Mais avec l’arrivée des énergies renouvelables, une nouvelle pratique émerge : l’autoconsommation – consommer soi-même l’énergie que l’on produit. Ce mode de consommation s’avère particulièrement bénéfique lorsque plusieurs acteurs (un collectif) peuvent en profiter. Il séduit de plus en plus compte tenu de la hausse incessante du prix de l’électricité, des tensions liées à son approvisionnement et de la nécessité de décarboner notre consommation.
Qu’est-ce que l’autoconsommation collective ? Comment ça marche et quels sont ses avantages ? Nous répondons à toutes vos questions.
Lorsqu’on évoque l’autoconsommation énergétique, l’énergie solaire photovoltaïque vient souvent à l’esprit et pour cause : elle est aujourd’hui la source la plus répandue et la plus accessible, tant sur le plan financier que technique.
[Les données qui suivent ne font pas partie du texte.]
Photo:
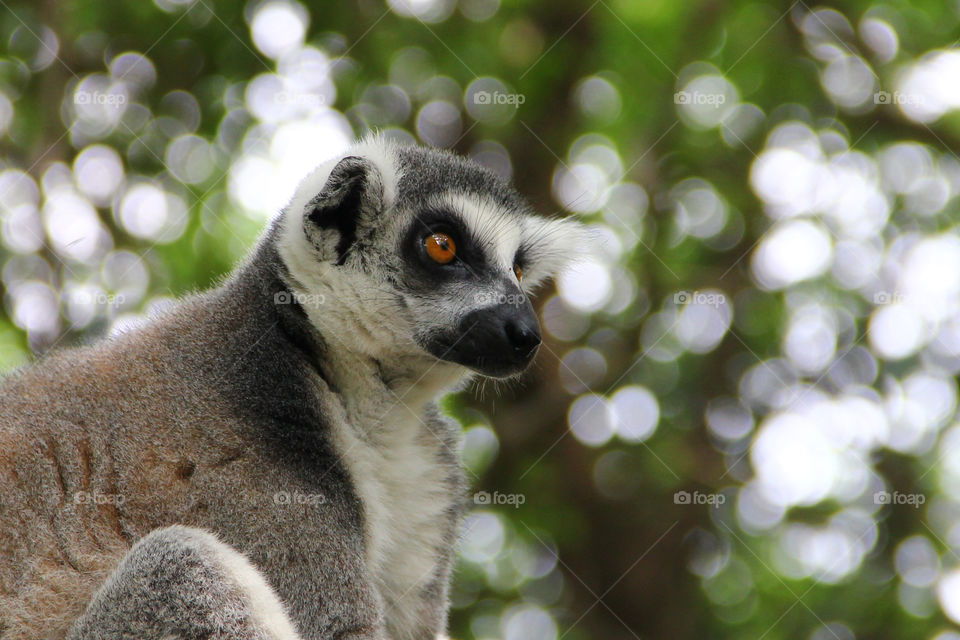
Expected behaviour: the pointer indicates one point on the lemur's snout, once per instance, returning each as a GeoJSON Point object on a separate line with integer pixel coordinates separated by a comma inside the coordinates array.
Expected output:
{"type": "Point", "coordinates": [499, 340]}
{"type": "Point", "coordinates": [523, 336]}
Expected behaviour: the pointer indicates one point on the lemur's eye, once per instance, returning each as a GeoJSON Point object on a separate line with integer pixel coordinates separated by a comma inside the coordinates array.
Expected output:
{"type": "Point", "coordinates": [440, 247]}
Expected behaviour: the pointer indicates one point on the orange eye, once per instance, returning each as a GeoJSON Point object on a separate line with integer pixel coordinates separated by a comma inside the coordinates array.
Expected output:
{"type": "Point", "coordinates": [440, 247]}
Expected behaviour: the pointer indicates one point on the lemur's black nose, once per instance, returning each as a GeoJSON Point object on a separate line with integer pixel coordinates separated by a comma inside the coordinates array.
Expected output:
{"type": "Point", "coordinates": [523, 336]}
{"type": "Point", "coordinates": [498, 340]}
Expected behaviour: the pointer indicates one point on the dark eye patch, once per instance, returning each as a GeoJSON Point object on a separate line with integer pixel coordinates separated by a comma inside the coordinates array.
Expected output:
{"type": "Point", "coordinates": [470, 260]}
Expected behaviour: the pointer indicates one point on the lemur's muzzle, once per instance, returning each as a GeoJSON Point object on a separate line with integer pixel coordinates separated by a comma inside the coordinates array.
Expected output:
{"type": "Point", "coordinates": [498, 340]}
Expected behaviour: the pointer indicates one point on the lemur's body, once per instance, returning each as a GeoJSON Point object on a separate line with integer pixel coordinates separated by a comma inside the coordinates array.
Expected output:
{"type": "Point", "coordinates": [291, 412]}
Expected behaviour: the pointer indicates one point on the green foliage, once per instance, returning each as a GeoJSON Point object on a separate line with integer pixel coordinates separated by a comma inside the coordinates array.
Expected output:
{"type": "Point", "coordinates": [601, 546]}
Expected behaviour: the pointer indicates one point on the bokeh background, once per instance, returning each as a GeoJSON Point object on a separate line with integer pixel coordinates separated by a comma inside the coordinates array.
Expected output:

Cependant, il est essentiel de rappeler que d’autres sources d’électricité verte comme l’éolien ou l’hydraulique peuvent également alimenter des projets d’autoconsommation, offrant ainsi des alternatives adaptées à différents contextes et besoins.
L’autoconsommation collective est un modèle énergétique qui permet à plusieurs participants de produire et de consommer ensemble une énergie locale, un système qui repose sur une logique de proximité et de partage.

Que dit la loi concernant la proximité et la distanciation entre les participants ?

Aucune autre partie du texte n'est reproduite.